We Know What You Did Last Summer
Jim Furyk breaks through to become a major winner who knows the value of life outside the game

calm, cool and collected, furyk relaxes on the beach
Photo: Ben Van Hook
That homemade backswing is as loopy as Jim Furyk gets. Who better to repel the advances of a topless woman while chugging toward his first major title, which Furyk did during the final round of last year's U.S. Open? The man is all business, an old-school disciple who absorbed the virtues of hard work and toughness from his father, Mike, a former western Pennsylvania club pro and Tommy Armour sales rep.
Dad was the one who heard all the snickers about his kid's funky action over the golf ball. Nine PGA Tour victories and $19 million later, Jim Furyk has choreographed a path to stardom, blessed not with Tiger Woods' physical arsenal or Phil Mickelson's flair but with one of the game's most reliable toolboxes.
Although Furyk has gone so far as to pluck hecklers out of the gallery during practice rounds, distractions that might have sidetracked weaker minds have done little to slow his climb into the top five in golf's World Ranking. A turbulent partnership with caddie Steve Duplantis ended in 1999, when Furyk hired Mike (Fluff) Cowan, who had worked for Woods. In 2000, just before the Tour Championship, Furyk injured his wrist while trying to be a defensive back in a stadium parking lot after watching his beloved Pittsburgh Steelers. Then, in early 2002, Furyk awoke one morning dizzy with a severe case of vertigo that troubled him for months. It wasn't until he rallied past Ernie Els, Vijay Singh and Mickelson to win the Memorial later that spring that Furyk felt 100 percent recovered.
At various stages during his 2003 breakthrough season, Furyk, 33, met with us to discuss all of the above, and why winning a major isn't about to turn him into something he's not.
Golf Digest: When we started these sessions a few days after your U.S. Open victory, you said that on a scale of 1 to 10, the impact of a major title on your life was no higher than a 4. Are you gonna stick with that?
Jim Furyk: I probably had a hundred people tell me things were going to change dramatically after winning a major championship, and I'm still not sure what they meant. There's a little more of a demand on my time, a little more opportunity to play in foreign events, a little more endorsement interest. Don't get me wrong — winning a major was, by far, the one achievement that changed my career in terms of how other people perceive me, but I wouldn't call it a life-changing experience. Having a child is a life-changing experience. Having a relative pass away, somebody getting ill — those things change your life more than winning a golf tournament.

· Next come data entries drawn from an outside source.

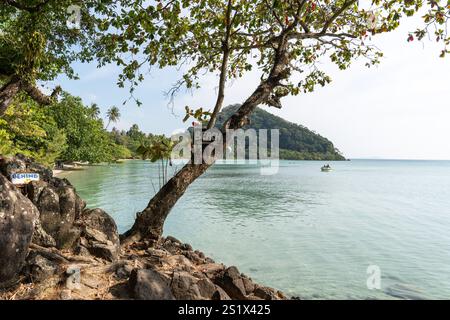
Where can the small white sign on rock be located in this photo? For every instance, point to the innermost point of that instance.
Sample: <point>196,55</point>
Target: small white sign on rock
<point>24,178</point>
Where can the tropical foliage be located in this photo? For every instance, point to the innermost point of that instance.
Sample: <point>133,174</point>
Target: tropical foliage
<point>296,142</point>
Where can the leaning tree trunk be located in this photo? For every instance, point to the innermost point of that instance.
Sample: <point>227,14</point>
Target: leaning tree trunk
<point>7,93</point>
<point>149,223</point>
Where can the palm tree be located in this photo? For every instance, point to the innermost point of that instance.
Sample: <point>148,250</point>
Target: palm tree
<point>113,115</point>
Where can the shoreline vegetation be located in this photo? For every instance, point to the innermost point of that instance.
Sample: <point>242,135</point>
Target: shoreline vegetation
<point>62,251</point>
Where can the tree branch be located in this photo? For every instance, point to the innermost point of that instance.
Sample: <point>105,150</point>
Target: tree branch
<point>31,9</point>
<point>224,67</point>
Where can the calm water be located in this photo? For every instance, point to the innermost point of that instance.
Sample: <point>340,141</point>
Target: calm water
<point>308,233</point>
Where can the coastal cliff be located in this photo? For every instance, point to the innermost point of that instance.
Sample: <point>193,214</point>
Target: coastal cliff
<point>53,247</point>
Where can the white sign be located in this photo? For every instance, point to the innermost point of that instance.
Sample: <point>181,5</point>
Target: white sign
<point>24,178</point>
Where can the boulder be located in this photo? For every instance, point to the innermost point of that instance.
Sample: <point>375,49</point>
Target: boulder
<point>147,284</point>
<point>248,285</point>
<point>40,268</point>
<point>99,234</point>
<point>17,221</point>
<point>21,163</point>
<point>231,281</point>
<point>220,294</point>
<point>187,287</point>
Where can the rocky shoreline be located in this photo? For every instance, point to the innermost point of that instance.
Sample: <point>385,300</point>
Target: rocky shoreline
<point>52,247</point>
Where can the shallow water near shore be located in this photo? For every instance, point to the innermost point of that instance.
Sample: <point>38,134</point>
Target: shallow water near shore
<point>308,233</point>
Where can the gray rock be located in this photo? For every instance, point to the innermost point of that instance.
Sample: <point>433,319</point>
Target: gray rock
<point>149,284</point>
<point>187,287</point>
<point>17,220</point>
<point>267,293</point>
<point>100,232</point>
<point>249,285</point>
<point>40,268</point>
<point>59,206</point>
<point>21,163</point>
<point>231,281</point>
<point>220,294</point>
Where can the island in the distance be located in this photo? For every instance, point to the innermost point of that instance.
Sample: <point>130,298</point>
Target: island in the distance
<point>296,141</point>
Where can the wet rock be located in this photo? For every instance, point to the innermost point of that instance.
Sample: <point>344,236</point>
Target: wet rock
<point>211,269</point>
<point>17,220</point>
<point>194,257</point>
<point>186,246</point>
<point>100,234</point>
<point>231,281</point>
<point>178,262</point>
<point>220,294</point>
<point>40,268</point>
<point>21,163</point>
<point>172,239</point>
<point>149,285</point>
<point>59,207</point>
<point>267,293</point>
<point>248,285</point>
<point>187,287</point>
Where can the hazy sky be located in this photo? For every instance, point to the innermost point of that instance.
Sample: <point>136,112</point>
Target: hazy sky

During the Open a streaker visited you on the 11th green during the final round. Your lead was four strokes over playing partner Stephen Leaney. How much of a distraction was all that?
Not the least bit. I had a 25-footer for birdie and Leaney had a six-footer for par. I rolled my putt about eight inches past the hole and I heard somebody say, "You've got to be kidding." I see she's got two roses, and I'm thinking one of them is for Stephen. Meanwhile, he's got six feet left for par, and it's a very big putt. He had to stand around two or three minutes while everybody got settled down. He missed it and I tapped in, so for me, it wasn't a nuisance at all.

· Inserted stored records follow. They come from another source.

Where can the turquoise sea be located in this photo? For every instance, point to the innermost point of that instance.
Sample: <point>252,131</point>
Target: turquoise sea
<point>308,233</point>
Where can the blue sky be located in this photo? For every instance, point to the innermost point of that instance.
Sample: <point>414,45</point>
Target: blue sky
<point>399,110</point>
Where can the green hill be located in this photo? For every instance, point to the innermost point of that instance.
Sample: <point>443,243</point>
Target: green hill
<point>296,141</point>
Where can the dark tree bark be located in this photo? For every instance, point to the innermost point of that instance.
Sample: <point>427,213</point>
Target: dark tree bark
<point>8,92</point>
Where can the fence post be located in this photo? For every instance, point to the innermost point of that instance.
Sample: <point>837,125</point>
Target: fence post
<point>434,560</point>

Is that the weirdest thing that has happened to you on a golf course?
I would hope so.
How does [wife] Tabitha react when someone in the gallery, not realizing who she is, makes a critical remark about you?
I've heard some things people have said, and I'm sure there are incidents she never tells me about. A few have [ticked] her off to the point where she's responded. When we've talked about it, I tell her she has to shake it off. There will always be critics; it's another thing you have to deal with.
My favorite is when you hear someone say, "I can hit that shot." I've pulled people out of the crowd. I remember a practice round at the British Open with [Steve] Stricker and [Lee] Janzen. Stricker's ball and mine were in the same area off the green. Stricker went first and hit his chip shot to eight feet. I got over mine and somebody said, "I can hit one better than that." So I told my caddie to throw me a ball. I handed the guy my wedge and said, "Let's see what you've got."
Let me guess: He holed it.
He laid the sod over it.
Couldn't handle the pressure.
Another time I was practicing bunker shots to a tight pin. I left the first one short in the rough and somebody watching goes, "Chunk!" I did the same thing with my second, and he said it again. The third one had a bunch of spin and stopped about six or eight feet from the hole, which is about as good as I could do. "Not bad," he said. So I asked him what he thought of the first two. He said I chunked them, so I handed him my club and gave him a try. He moved it about six inches, max.
How about when people joke about your swing? David Feherty once said it looks like an "octopus falling out of a tree." How'd you feel about that?
I find it funny. I like David — he could almost do stand-up comedy if he wanted. If you can't laugh at yourself, you can't have much fun. My relatives are Ukrainian, Hungarian, Czech and Polish. I get a kick out of Polish jokes, too.